Both the assembly and the reference must be in the current workding directory, so please either copy them or create a symbolic link. For example:

$ cd /path/to/current/working/directory
$ ln -s /path/to/contigs.fasta
$ ln -s /path/to/reference.fasta
$ ragoo.py contigs.fasta reference.fasta

Output Files

All of the output will be in the "ragoo_output" directory. If breaking chimeric contigs and calling SVs, the contents of this output directory is as follows:

ragoo_output/
├── ctg_alignments
├── groupings
├── orderings
├── pm_alns
└── ragoo.fasta

ragoo.fasta

The final pseudomolecules. Any unlocalized contigs are concatenated and placed in "Chr0_RaGOO".

chimera_break

This directory contains the results from chimeric contig breaking.
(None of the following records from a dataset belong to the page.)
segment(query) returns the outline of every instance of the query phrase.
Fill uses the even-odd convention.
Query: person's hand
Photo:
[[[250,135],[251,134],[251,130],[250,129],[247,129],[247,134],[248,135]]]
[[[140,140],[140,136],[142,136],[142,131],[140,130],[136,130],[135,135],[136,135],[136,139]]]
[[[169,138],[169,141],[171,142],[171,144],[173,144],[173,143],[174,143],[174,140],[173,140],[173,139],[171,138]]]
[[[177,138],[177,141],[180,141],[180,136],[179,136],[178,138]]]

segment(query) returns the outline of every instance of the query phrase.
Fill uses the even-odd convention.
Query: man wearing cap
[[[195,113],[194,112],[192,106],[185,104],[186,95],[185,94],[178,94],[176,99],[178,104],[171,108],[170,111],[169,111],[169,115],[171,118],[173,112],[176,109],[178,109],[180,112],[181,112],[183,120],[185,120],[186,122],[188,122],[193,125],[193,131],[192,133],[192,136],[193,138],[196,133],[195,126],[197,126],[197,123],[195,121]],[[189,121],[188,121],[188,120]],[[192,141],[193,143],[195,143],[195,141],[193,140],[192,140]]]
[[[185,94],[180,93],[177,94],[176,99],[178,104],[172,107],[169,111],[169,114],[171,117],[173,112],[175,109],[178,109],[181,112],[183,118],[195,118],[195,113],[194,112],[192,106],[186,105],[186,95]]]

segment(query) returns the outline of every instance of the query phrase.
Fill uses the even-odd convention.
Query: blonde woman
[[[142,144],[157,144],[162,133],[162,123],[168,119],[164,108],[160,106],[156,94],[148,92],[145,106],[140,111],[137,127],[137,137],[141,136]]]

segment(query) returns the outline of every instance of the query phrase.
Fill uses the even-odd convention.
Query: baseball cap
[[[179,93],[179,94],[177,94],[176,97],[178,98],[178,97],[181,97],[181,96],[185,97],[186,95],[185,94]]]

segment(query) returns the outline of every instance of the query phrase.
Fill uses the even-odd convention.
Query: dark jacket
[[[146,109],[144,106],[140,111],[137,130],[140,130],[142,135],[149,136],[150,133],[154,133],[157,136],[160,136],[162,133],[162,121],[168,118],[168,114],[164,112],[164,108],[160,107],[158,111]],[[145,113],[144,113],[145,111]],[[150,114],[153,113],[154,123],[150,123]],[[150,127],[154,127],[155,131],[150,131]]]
The most notable file here is the [prefix].intra.chimera.broken.fa, as this is the final corrected assembly used for downstream scaffolding. All of the downstream information, such as confidence scores, refers to this assembly, not the orignal assembly.

groupings

There is one file per chromosome listing the contigs assigned to that chromosome and their grouping confidence score. Please note that these contigs are not ordered. Also note that if chimeras were corrected, the headers in these files refer to the broken assembly in "chimera_break", and not the original assembly.

orderings

There is one file per chromosome showing the ordering, orientation (second column), location confidence scores (third column), and orientation confidence scores (fourth column).

pm_alignments

This directory contains all of the structural variant calling results. The final structural variants can be found in assemblytics_out.Assemblytics_structural_variants.bed. This bed file can be converted to VCF using SURVIVOR, though the last two columns (overlap with gaps) must be removed first. The alignment used to generate these variant calls are also present in this directory in SAM and delta format (pm_contigs_against_ref.sam and pm_contigs_against_ref.sam.delta), and can be used as input for external tools.

ctg_alignments

Contains the results from misassembly correction. It will contain the corrected contigs in fasta format, as well as an updated gff file if provided.